Frequently when processing data, it’s useful to slice it by a certain dimension. It can quickly answer all sorts of questions and help

Some examples of the types of questions it might answer are:

  • What are the requests being made to my service, bucketed by source? (Who is hammering my service?)
  • What are the most common errors happening in my logs?
  • Are those errors happening at an even rate across machines or are there specific outliers due to some other property?

...and endless others. It’s one of the most frequent tools I reach for whether I’m debugging, refactoring, designing a new feature, or architecting a new system. Being able to look at the same data from multiple angles is invaluable. Programmers aggregate data like this all the time in database queries and on the command line.

An infrequently mentioned function called groupby in the itertools module does just that for iterables in Python. One frustration with the standard library’s particular implementation that might not be obvious is that the data likely needs to be sorted first. Quoting the docs:

The operation of groupby() is similar to the uniq filter in Unix. It generates a break or new group every time the value of the key function changes (which is why it is usually necessary to have sorted the data using the same key function). That behavior differs from SQL’s GROUP BY which aggregates common elements regardless of their input order.

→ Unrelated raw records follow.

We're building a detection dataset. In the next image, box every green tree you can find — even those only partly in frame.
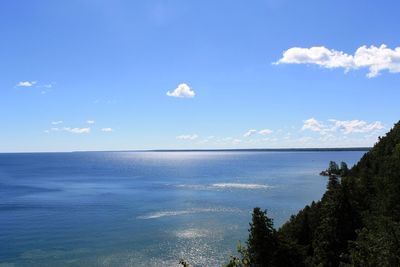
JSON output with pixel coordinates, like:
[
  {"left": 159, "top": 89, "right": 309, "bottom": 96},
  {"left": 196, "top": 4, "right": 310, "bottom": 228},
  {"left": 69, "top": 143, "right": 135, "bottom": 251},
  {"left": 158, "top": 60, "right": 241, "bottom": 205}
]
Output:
[
  {"left": 247, "top": 208, "right": 277, "bottom": 267},
  {"left": 340, "top": 161, "right": 349, "bottom": 176},
  {"left": 328, "top": 161, "right": 340, "bottom": 175}
]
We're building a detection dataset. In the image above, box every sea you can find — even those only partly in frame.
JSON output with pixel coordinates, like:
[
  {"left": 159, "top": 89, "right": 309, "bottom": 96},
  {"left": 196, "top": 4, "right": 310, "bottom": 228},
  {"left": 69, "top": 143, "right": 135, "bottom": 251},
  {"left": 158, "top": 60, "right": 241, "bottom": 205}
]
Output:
[{"left": 0, "top": 151, "right": 365, "bottom": 267}]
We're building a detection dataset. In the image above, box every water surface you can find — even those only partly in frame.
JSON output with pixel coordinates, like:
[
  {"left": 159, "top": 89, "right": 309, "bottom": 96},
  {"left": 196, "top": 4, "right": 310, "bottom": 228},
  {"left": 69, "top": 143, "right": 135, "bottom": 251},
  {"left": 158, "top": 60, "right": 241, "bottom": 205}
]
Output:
[{"left": 0, "top": 151, "right": 364, "bottom": 266}]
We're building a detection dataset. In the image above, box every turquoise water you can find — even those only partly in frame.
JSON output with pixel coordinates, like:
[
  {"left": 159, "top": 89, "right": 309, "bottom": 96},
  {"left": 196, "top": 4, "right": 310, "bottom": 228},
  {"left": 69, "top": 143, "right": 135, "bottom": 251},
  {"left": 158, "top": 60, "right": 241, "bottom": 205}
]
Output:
[{"left": 0, "top": 151, "right": 364, "bottom": 266}]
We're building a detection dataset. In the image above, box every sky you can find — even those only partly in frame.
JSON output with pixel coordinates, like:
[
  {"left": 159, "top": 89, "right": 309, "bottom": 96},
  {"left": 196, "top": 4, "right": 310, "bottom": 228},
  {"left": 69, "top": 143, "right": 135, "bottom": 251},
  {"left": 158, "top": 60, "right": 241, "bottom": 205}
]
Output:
[{"left": 0, "top": 0, "right": 400, "bottom": 152}]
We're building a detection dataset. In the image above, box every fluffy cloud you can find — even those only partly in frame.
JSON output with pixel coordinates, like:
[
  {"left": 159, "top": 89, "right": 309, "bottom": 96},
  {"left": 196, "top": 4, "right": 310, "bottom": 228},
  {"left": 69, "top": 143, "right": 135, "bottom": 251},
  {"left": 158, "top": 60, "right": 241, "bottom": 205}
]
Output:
[
  {"left": 243, "top": 129, "right": 272, "bottom": 137},
  {"left": 302, "top": 118, "right": 385, "bottom": 135},
  {"left": 101, "top": 127, "right": 114, "bottom": 133},
  {"left": 243, "top": 129, "right": 257, "bottom": 137},
  {"left": 167, "top": 83, "right": 195, "bottom": 98},
  {"left": 176, "top": 134, "right": 199, "bottom": 140},
  {"left": 276, "top": 44, "right": 400, "bottom": 78},
  {"left": 301, "top": 118, "right": 324, "bottom": 132},
  {"left": 63, "top": 127, "right": 90, "bottom": 134},
  {"left": 17, "top": 81, "right": 36, "bottom": 87},
  {"left": 330, "top": 120, "right": 385, "bottom": 134},
  {"left": 258, "top": 129, "right": 272, "bottom": 135}
]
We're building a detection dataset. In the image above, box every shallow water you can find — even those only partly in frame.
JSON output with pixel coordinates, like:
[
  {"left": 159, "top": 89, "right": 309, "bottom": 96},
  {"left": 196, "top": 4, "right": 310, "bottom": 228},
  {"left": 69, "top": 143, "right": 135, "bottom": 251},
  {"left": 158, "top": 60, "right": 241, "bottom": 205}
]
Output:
[{"left": 0, "top": 151, "right": 364, "bottom": 266}]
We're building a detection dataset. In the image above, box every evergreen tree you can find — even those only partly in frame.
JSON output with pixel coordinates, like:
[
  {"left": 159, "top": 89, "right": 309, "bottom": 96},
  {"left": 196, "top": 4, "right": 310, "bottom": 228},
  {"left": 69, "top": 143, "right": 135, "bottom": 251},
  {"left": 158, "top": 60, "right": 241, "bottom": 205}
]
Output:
[{"left": 247, "top": 208, "right": 277, "bottom": 267}]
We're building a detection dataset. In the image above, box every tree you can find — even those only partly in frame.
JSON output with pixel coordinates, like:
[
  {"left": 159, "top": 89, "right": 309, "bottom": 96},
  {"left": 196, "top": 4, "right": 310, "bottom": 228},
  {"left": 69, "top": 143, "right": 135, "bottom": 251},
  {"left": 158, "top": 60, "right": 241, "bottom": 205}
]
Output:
[
  {"left": 328, "top": 161, "right": 340, "bottom": 175},
  {"left": 340, "top": 161, "right": 349, "bottom": 176},
  {"left": 247, "top": 208, "right": 277, "bottom": 267}
]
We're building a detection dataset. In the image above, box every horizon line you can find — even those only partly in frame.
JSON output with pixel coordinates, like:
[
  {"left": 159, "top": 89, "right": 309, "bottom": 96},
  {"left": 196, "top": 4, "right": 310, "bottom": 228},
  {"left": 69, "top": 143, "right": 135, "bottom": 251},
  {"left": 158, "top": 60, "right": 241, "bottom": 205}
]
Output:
[{"left": 0, "top": 147, "right": 372, "bottom": 154}]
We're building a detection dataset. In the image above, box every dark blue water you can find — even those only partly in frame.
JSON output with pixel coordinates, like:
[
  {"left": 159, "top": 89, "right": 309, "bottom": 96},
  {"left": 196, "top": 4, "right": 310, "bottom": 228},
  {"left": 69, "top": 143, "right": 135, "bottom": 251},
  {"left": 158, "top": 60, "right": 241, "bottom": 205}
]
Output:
[{"left": 0, "top": 152, "right": 363, "bottom": 266}]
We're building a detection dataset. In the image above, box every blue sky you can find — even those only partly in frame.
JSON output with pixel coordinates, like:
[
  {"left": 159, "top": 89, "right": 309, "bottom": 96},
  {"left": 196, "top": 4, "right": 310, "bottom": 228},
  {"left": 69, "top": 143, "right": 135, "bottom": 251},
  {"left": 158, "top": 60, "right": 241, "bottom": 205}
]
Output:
[{"left": 0, "top": 0, "right": 400, "bottom": 152}]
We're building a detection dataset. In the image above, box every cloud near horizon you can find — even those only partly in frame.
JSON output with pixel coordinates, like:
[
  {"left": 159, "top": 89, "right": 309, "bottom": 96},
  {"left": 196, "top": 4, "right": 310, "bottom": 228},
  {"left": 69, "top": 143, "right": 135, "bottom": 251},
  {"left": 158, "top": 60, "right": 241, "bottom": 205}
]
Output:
[
  {"left": 101, "top": 127, "right": 114, "bottom": 133},
  {"left": 176, "top": 134, "right": 199, "bottom": 140},
  {"left": 275, "top": 44, "right": 400, "bottom": 78},
  {"left": 301, "top": 118, "right": 385, "bottom": 135},
  {"left": 167, "top": 83, "right": 196, "bottom": 98},
  {"left": 63, "top": 127, "right": 91, "bottom": 134},
  {"left": 17, "top": 81, "right": 37, "bottom": 87},
  {"left": 243, "top": 129, "right": 273, "bottom": 137}
]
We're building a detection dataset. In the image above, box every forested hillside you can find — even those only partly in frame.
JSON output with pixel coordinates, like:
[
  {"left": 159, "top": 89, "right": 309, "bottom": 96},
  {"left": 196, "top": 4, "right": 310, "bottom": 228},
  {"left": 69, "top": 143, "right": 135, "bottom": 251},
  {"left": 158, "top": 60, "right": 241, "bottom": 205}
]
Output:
[{"left": 227, "top": 122, "right": 400, "bottom": 266}]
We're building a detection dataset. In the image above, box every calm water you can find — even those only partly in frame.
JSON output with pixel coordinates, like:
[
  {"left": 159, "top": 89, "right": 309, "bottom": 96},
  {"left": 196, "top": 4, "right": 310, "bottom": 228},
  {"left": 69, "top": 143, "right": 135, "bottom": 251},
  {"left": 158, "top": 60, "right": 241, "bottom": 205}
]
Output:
[{"left": 0, "top": 152, "right": 364, "bottom": 266}]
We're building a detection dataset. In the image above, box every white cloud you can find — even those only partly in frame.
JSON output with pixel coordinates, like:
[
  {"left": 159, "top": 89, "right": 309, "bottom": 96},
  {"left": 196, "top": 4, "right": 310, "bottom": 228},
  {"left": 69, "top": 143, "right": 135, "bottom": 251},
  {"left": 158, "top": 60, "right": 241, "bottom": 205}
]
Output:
[
  {"left": 258, "top": 129, "right": 272, "bottom": 135},
  {"left": 243, "top": 129, "right": 257, "bottom": 137},
  {"left": 167, "top": 83, "right": 195, "bottom": 98},
  {"left": 243, "top": 129, "right": 272, "bottom": 137},
  {"left": 176, "top": 134, "right": 199, "bottom": 140},
  {"left": 63, "top": 127, "right": 90, "bottom": 134},
  {"left": 330, "top": 120, "right": 385, "bottom": 134},
  {"left": 302, "top": 118, "right": 385, "bottom": 135},
  {"left": 101, "top": 127, "right": 114, "bottom": 133},
  {"left": 17, "top": 81, "right": 36, "bottom": 87},
  {"left": 232, "top": 139, "right": 242, "bottom": 145},
  {"left": 276, "top": 44, "right": 400, "bottom": 78},
  {"left": 301, "top": 118, "right": 324, "bottom": 132}
]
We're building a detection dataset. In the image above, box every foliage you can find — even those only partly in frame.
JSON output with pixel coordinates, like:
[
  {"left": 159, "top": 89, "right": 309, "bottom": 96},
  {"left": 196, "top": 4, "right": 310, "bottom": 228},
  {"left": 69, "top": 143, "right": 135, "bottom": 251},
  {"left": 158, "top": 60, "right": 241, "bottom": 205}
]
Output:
[{"left": 228, "top": 122, "right": 400, "bottom": 267}]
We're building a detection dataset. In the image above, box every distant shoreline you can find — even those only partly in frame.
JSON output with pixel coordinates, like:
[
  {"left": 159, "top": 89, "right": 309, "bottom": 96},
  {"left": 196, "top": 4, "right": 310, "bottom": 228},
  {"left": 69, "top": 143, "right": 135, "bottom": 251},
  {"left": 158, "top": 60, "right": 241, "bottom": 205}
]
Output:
[{"left": 0, "top": 147, "right": 371, "bottom": 155}]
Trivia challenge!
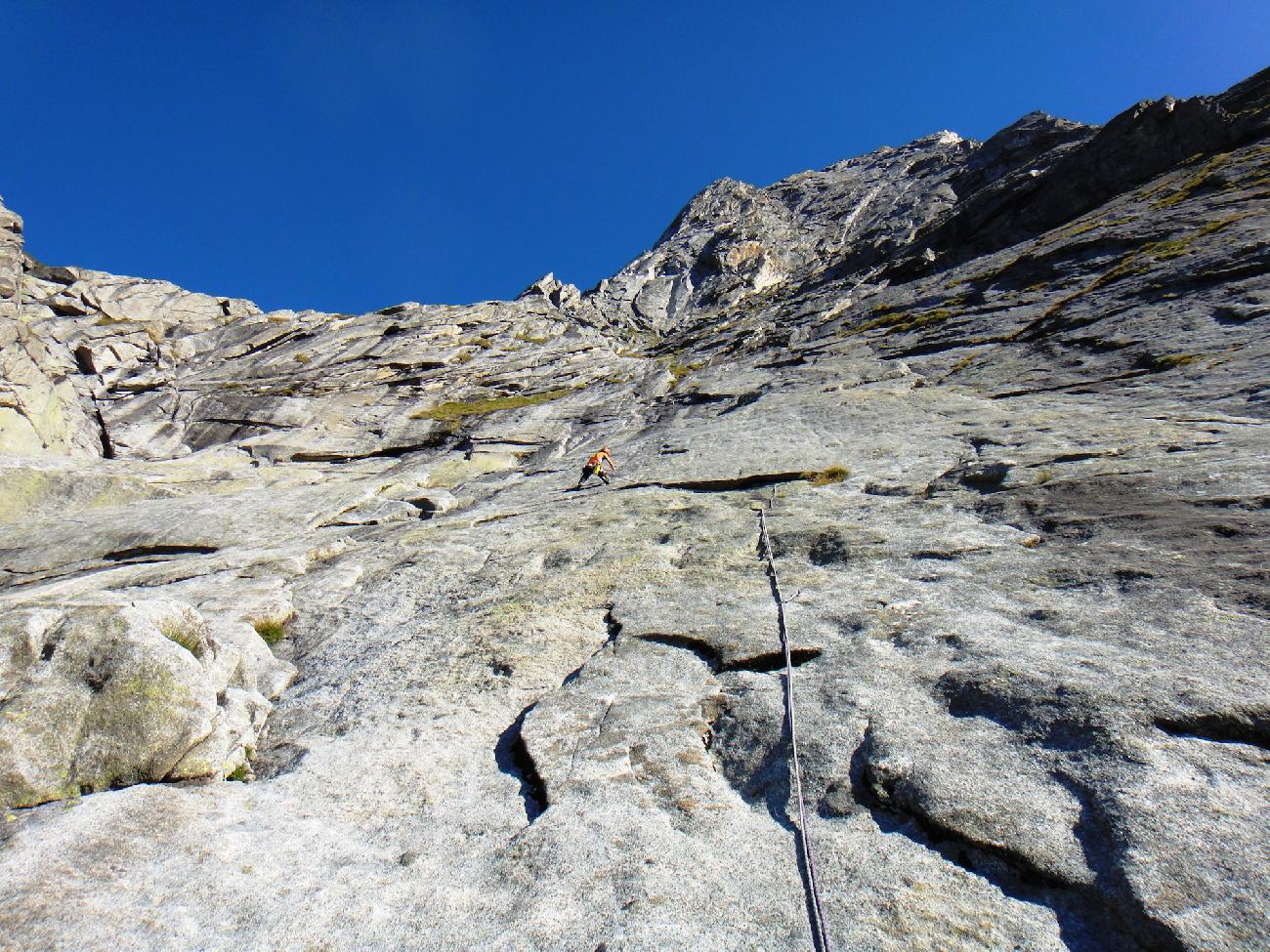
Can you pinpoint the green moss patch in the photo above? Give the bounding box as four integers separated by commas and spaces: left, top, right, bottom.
803, 466, 851, 486
251, 618, 291, 644
410, 388, 574, 423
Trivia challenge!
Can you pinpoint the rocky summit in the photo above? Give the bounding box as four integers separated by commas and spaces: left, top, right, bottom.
0, 71, 1270, 952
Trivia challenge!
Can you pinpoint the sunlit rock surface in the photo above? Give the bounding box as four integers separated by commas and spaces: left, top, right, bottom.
0, 66, 1270, 952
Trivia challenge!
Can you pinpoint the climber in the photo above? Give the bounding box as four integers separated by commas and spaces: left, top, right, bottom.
578, 447, 617, 489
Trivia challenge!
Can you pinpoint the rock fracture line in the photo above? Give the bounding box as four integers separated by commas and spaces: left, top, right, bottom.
758, 489, 829, 952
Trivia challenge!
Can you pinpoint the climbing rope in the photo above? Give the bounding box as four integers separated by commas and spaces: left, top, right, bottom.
758, 487, 829, 952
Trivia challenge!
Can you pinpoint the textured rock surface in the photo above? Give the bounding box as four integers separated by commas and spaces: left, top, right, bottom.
0, 73, 1270, 952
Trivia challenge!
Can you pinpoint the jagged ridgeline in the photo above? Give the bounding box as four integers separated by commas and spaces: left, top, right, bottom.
0, 66, 1270, 952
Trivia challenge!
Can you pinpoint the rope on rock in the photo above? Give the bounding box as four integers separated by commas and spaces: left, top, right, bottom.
758, 486, 829, 952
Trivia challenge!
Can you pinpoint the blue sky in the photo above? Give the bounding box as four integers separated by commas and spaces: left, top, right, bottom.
0, 0, 1270, 312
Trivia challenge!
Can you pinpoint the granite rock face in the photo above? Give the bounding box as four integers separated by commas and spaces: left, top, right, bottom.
0, 66, 1270, 952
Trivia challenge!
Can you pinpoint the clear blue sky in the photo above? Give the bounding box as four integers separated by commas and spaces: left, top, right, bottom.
0, 0, 1270, 312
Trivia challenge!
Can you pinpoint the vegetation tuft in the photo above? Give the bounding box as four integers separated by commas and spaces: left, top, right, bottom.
410, 388, 572, 423
803, 466, 851, 486
251, 618, 291, 644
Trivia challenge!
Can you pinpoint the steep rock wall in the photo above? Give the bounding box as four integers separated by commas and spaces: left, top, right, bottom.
0, 73, 1270, 952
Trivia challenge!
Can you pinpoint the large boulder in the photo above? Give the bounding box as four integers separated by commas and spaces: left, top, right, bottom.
0, 600, 292, 807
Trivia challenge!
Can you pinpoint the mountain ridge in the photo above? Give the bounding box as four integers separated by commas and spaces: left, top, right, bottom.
0, 63, 1270, 952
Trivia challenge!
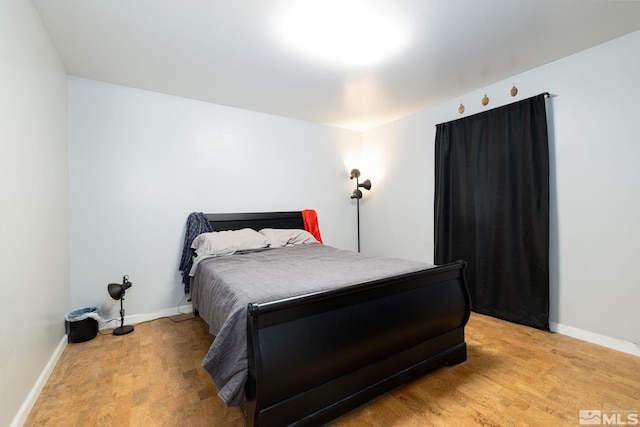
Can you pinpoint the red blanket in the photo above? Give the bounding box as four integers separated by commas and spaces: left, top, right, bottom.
302, 209, 322, 243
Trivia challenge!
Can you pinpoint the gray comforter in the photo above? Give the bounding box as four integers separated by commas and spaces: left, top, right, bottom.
191, 244, 433, 406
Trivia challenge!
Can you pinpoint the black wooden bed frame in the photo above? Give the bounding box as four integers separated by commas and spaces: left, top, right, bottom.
206, 212, 470, 426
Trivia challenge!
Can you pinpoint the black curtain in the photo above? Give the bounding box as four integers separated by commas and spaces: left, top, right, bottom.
434, 94, 549, 330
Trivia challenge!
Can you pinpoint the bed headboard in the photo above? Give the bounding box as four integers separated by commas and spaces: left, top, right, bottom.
204, 211, 304, 231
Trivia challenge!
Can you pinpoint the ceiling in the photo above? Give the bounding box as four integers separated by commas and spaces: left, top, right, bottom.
32, 0, 640, 130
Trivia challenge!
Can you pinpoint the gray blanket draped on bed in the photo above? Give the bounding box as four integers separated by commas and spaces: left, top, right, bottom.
191, 243, 433, 406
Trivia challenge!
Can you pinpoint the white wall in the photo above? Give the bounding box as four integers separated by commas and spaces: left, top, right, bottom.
70, 77, 362, 318
0, 1, 70, 426
362, 32, 640, 354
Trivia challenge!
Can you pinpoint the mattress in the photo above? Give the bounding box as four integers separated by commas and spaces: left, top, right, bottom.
191, 243, 433, 406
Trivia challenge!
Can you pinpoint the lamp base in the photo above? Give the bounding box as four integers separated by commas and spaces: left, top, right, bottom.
113, 325, 133, 335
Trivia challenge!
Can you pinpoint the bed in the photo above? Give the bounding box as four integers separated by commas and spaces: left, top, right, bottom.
191, 211, 470, 426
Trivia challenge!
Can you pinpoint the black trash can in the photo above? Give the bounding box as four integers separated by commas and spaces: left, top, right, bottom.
64, 307, 101, 342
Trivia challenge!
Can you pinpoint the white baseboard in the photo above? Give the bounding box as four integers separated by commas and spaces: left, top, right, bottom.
549, 322, 640, 356
10, 335, 68, 427
100, 303, 193, 329
10, 304, 193, 427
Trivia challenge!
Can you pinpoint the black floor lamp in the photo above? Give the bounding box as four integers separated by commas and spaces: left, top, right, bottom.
349, 169, 371, 252
107, 276, 133, 335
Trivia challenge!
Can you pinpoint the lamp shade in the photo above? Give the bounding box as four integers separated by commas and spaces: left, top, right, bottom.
107, 280, 131, 301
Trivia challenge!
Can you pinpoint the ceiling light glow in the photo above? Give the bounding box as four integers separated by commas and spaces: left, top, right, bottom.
275, 0, 408, 67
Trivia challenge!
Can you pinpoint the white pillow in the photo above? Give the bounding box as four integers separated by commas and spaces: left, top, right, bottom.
260, 228, 319, 248
191, 228, 269, 255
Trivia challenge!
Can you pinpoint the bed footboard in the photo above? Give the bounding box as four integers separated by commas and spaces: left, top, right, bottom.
243, 261, 470, 426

This isn’t always convenient and doesn’t seem like it should be required in most cases. Fortunately, with the help of collections.defaultdict we can build a grouping function that doesn’t have this requirement:

import collections

def group_by(iterable, key_fn):
    """
    >>> def is_odd(num):
    ...     return num % 2 != 0
    ...
    >>> group_by(range(10), is_odd)
    defaultdict(<class ’list’>, {False: [0, 2, 4, 6, 8], True: [1, 3, 5, 7, 9]})
    """
    result = collections.defaultdict(list)
    for item in iterable:
        result[key_fn(item)].append(item)
    return result

The primary tradeoff of this version when compared to the standard library is that the input iterable has to be finite. The benefit of being able to assume pre-sorted data is that you can build an iterator over intermediate results, by each key type. Most often I already have the complete set of data so this isn’t a concern for me but it is a consideration.

This isn’t always the tool you want. In particular, your datastore is probably faster at grouping things before returning results than the Python VM is. However, data isn’t always already in a datastore - it can also come from files, input streams, the network, whatever. Go forth and group things!